Training flywheel

Strict isolation training run: Kaggle + local SFT + blind holdout

The March 30 snapshot ties together the public Kaggle adversarial dataset, local SCBE-specific SFT records, benign document slices, and a separate 20-category blind holdout. The point of this page is not the highest number. The point is that the benchmark stayed separate from training.

March 30, 2026 Kaggle Hugging Face Strict isolation Blind holdout

Evidence rule: benchmark attacks never enter training data.

The classifier can look strong on in-distribution attack patterns and still fail on structural attack families. This run keeps that distinction visible instead of hiding it behind one blended score.

40K
Kaggle adversarial samples
4,846
Local SCBE SFT records
500
Benign document samples
400
Blind holdout prompts
94.9%
Train-eval accuracy
73.5%
Blind benchmark detection

Pipeline in one command

The repo records this loop as a repeatable training path, not a one-off notebook experiment:

python scripts/unified_training_pipeline.py --sklearn --push
StageSourceRole in the run
1Kaggle MPDDStandard adversarial prompt corpus
2Local SCBE SFTRepo-specific instruction and governance records
3Benign docsSafe language baseline
420-category holdoutBlind benchmark that stays outside training
5Hugging Face publish laneModel artifact and report persistence

Why this page exists

Earlier SCBE notes documented a much harder overlap-harness result: raw classifier recall at 34.5 percent on the 20-category benchmark. That older result is still useful, because it proves the public Kaggle distribution does not cover every SCBE attack family. This newer strict-isolation run shows the training lane has moved forward, but it does not erase the need for a separate overlap harness and structural gate.
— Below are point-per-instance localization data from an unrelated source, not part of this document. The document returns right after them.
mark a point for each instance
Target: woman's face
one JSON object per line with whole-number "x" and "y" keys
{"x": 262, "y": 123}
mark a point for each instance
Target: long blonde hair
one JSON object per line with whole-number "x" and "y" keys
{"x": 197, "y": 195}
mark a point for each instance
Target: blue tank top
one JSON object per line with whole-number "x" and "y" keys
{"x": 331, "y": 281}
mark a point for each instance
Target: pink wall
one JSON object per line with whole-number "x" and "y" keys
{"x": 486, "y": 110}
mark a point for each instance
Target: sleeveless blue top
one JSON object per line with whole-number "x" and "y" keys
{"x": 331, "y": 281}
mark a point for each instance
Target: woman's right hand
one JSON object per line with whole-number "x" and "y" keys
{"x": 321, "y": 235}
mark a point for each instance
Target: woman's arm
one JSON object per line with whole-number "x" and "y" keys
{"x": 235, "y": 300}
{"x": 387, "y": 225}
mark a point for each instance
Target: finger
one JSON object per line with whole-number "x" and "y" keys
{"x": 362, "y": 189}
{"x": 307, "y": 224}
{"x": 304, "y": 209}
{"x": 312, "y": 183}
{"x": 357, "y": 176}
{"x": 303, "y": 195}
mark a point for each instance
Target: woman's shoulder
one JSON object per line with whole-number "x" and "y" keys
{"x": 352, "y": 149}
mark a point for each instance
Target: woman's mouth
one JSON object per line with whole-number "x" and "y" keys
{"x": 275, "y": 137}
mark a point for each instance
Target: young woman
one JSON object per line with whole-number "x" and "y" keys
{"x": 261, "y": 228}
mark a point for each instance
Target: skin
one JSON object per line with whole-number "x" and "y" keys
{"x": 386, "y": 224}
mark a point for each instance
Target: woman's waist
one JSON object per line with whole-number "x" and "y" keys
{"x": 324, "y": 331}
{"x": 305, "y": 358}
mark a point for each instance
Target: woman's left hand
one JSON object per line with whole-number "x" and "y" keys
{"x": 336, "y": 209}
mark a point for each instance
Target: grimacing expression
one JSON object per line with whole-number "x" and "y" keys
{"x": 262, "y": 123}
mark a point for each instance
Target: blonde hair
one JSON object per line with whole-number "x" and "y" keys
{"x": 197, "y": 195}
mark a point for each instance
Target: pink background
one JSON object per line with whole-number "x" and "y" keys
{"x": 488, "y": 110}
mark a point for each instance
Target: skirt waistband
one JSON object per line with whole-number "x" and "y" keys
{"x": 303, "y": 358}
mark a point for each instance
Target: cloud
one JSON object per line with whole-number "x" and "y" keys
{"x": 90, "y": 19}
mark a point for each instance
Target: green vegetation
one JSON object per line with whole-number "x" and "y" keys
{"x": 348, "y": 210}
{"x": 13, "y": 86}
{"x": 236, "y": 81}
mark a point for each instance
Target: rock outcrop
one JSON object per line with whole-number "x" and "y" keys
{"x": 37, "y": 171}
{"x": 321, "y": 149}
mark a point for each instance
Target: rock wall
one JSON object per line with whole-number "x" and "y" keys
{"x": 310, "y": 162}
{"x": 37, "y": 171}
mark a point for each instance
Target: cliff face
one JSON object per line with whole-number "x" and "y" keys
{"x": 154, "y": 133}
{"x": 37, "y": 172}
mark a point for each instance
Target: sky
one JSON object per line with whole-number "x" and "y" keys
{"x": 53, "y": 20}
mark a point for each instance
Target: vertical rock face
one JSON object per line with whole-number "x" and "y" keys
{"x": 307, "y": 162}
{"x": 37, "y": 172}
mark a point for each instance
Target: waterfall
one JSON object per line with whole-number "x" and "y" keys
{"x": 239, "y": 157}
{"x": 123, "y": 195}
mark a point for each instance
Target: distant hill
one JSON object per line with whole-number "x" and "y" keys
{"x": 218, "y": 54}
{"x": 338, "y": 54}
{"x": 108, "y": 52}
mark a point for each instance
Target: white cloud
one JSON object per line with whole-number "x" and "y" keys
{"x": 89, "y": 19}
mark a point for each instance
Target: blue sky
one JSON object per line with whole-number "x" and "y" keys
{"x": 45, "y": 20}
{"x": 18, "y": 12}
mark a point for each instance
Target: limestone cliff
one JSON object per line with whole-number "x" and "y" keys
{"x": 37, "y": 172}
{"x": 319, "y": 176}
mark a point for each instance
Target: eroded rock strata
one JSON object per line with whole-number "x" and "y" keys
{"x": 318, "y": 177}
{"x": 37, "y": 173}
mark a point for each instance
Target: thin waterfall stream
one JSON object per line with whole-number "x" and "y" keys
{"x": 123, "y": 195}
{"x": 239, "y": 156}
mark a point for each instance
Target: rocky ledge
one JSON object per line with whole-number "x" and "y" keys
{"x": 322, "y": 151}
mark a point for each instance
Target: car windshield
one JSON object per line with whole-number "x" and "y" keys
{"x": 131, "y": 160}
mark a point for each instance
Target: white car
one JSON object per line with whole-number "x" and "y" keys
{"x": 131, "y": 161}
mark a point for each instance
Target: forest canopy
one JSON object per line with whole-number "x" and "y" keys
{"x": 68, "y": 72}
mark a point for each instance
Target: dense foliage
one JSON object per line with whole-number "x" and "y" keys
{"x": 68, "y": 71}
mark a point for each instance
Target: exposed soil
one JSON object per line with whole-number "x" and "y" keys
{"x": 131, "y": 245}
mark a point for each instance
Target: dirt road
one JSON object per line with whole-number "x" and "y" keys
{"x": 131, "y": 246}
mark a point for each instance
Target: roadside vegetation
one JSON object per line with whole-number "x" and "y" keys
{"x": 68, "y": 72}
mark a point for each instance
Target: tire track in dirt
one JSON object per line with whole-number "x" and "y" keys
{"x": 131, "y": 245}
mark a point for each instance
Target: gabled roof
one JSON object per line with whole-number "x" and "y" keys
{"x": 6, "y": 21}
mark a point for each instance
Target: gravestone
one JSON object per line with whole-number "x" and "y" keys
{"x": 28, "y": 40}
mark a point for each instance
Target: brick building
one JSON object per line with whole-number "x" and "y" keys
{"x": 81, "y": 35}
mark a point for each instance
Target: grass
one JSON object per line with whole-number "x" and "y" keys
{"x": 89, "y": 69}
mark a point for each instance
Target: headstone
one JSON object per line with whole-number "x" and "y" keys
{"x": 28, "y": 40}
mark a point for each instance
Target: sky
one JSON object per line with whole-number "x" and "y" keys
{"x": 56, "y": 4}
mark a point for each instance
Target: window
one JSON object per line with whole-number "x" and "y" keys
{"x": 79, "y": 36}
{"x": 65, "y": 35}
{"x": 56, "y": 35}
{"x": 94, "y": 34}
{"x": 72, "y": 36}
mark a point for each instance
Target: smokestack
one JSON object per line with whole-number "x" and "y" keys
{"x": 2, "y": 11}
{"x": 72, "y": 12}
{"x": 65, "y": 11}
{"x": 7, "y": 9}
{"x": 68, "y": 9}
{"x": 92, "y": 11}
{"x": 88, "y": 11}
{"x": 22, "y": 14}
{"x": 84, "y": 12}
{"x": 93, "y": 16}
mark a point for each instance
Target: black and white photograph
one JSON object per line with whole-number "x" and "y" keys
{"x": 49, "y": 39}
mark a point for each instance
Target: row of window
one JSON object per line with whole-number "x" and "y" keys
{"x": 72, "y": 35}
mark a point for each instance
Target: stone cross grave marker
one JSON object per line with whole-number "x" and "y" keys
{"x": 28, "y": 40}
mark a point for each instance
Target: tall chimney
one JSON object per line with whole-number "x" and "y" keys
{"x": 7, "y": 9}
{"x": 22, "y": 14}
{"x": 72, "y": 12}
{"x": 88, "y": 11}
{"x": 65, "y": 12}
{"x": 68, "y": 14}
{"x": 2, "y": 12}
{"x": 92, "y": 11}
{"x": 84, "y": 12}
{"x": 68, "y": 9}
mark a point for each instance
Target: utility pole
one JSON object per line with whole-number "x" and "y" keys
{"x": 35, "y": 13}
Current weak spots in the blind holdout

The latest training report still leaves obvious attack families under-covered. The weakest measured categories in the current run are the ones that should shape the next data pull and the next architecture pass.

CategoryDetectionWhat it suggests
context_overflow20%Need more window-manipulation and long-context training examples
multi_step_chain40%Multi-turn escalation still under-modeled
encoding_obfuscation50%Wrapper and encoding patterns need more direct coverage
model_extraction50%Weights, architecture, and prompt-leak behavior still need data

Evidence packet

This page is derived from a timestamped repo artifact, not a hand-edited marketing summary.

artifacts/training/training_report.json
pipeline: unified_scbe_training_v2_strict_isolation
timestamp: 2026-03-30T05:22:53Z